Harriet Harman launched a campaign to run for Speaker of the House of Commons this week, saying she could help “mend the relationship between people and Parliament” after three years of Brexit wrangling.
The Camberwell and Peckham MP, who is the longest serving female MP, threw her hat into the ring on Tuesday morning, shortly after John Bercow’s resignation during parliament’s last sitting on Monday. If convention is followed, the next Speaker would be a Labour member.
Harman told the News: “I’m putting myself forward because it is such a difficult time for parliament. When we are divided, parliament has never been more important. I want to help mend the relationship between the people and parliament.”
In an email to her constituency party members sent on Tuesday morning, Harman attempted to assuage concerns the role would impact on her ability to serve her constituents.
Since holding onto her seat in 2017, Harman says she and her team have helped more than 10,000 people, including those with housing, benefits and immigration problems.
Speaking to the News she was firm that case work, supporting the community, and helping bereaved families are “not at all incompatible” with being Speaker, and the job would never take her away from those responsibilities.
Furthermore, she said she had the support of many of her constituents who value Britain’s democratic tradition, including those who have lived in unstable or undemocratic regimes.
“People recognise that Parliament is the foundation stone of our democracy,” she told the News.
“There are many people who have come to make their home in Camberwell and Peckham from around the world and they know how important a position our Parliament has in the world stage, as the mother of all Parliaments.”
Although Harman had been mooted as a possible leader of a National Unity Government, she has rubbished claims she had been in talks with Liberal Democrat leader Jo Swinson to put herself forward over Jeremy Corbyn.
As Speaker, she would be unable to debate and, through paired voting, remain neutral. She would also have to step down as chair of the Human Rights Committee.
But as the second woman speaker in Parliament’s 600-year history she could put her own stamp on proceedings: “Parliament has changed, we have over 200 women members.
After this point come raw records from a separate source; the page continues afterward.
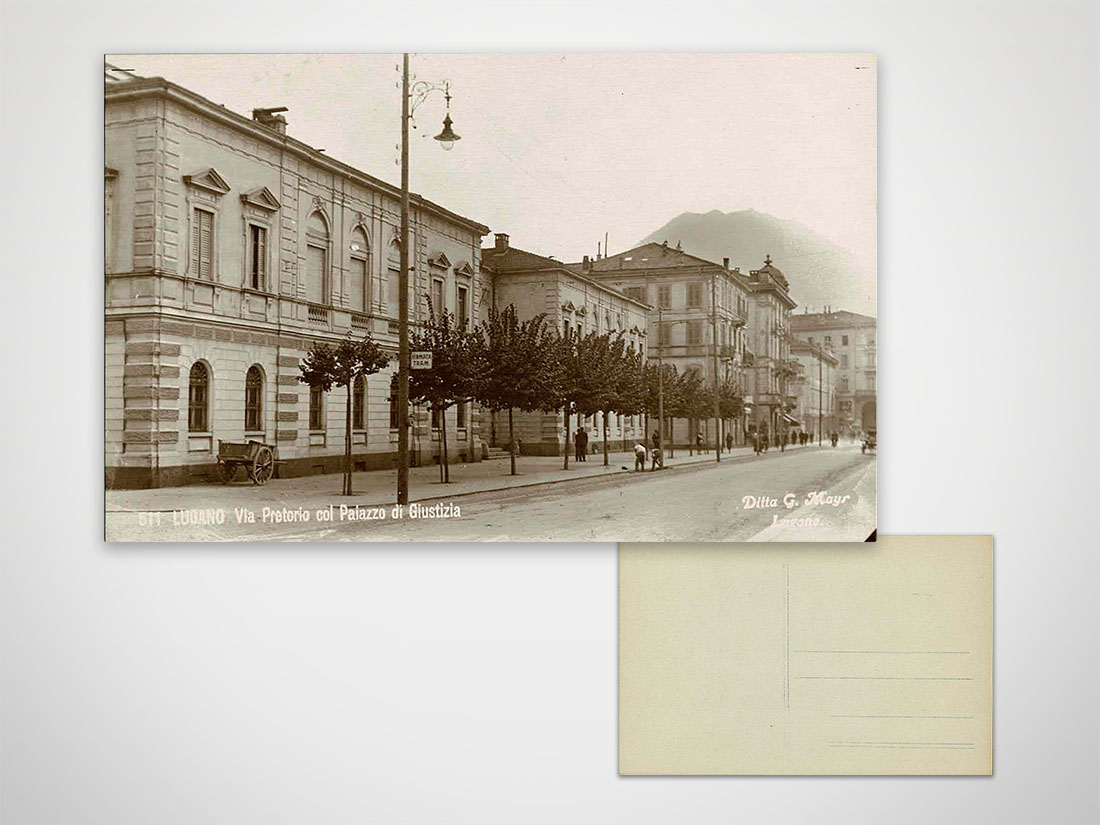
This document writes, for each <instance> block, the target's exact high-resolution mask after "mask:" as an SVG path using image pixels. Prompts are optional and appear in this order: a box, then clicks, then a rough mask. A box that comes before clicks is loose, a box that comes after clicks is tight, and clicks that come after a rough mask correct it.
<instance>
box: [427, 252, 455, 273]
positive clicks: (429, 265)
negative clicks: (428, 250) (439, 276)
mask: <svg viewBox="0 0 1100 825" xmlns="http://www.w3.org/2000/svg"><path fill="white" fill-rule="evenodd" d="M428 265H429V266H436V267H438V268H440V270H449V268H451V260H450V259H449V257H448V256H447V253H445V252H437V253H436V254H434V255H432V256H431V257H429V259H428Z"/></svg>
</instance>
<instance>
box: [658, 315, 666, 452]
mask: <svg viewBox="0 0 1100 825" xmlns="http://www.w3.org/2000/svg"><path fill="white" fill-rule="evenodd" d="M663 317H664V316H663V315H662V313H661V304H660V301H658V303H657V432H658V436H659V437H660V443H661V467H662V469H663V467H664V450H665V443H664V361H663V360H662V359H661V353H662V352H663V351H664V341H663V340H662V335H663V334H664V322H663V321H662V320H661V319H662V318H663Z"/></svg>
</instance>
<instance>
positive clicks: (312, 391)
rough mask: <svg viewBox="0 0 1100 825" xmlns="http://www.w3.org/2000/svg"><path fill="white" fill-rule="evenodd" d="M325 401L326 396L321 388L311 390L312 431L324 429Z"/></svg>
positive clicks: (310, 401)
mask: <svg viewBox="0 0 1100 825" xmlns="http://www.w3.org/2000/svg"><path fill="white" fill-rule="evenodd" d="M323 399H324V394H323V393H322V392H321V388H320V387H310V388H309V429H311V430H323V429H324V415H323V404H324V401H323Z"/></svg>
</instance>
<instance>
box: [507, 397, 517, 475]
mask: <svg viewBox="0 0 1100 825" xmlns="http://www.w3.org/2000/svg"><path fill="white" fill-rule="evenodd" d="M508 456H509V459H510V461H511V475H515V474H516V431H515V429H514V428H513V422H511V407H508Z"/></svg>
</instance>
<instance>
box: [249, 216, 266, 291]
mask: <svg viewBox="0 0 1100 825" xmlns="http://www.w3.org/2000/svg"><path fill="white" fill-rule="evenodd" d="M266 281H267V230H266V229H264V228H263V227H257V226H256V224H255V223H250V224H249V287H250V288H252V289H263V288H264V284H265V283H266Z"/></svg>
A woman in the chair would show that Parliament is very different from the old boys’ club it used to be,” she said.
“There is a lot of strife and there is a lot of anger. People will have their disagreements and their arguments, but they need to stop short of threats, violence and thuggery.”
But first she will have to win the vote and beat her rivals – including deputy speaker Lindsay Hoyle – and avoid any threat of deselection come November, when her constituency party members will vote on whether or not she should automatically remain as a Labour candidate for her seat – or face open selection.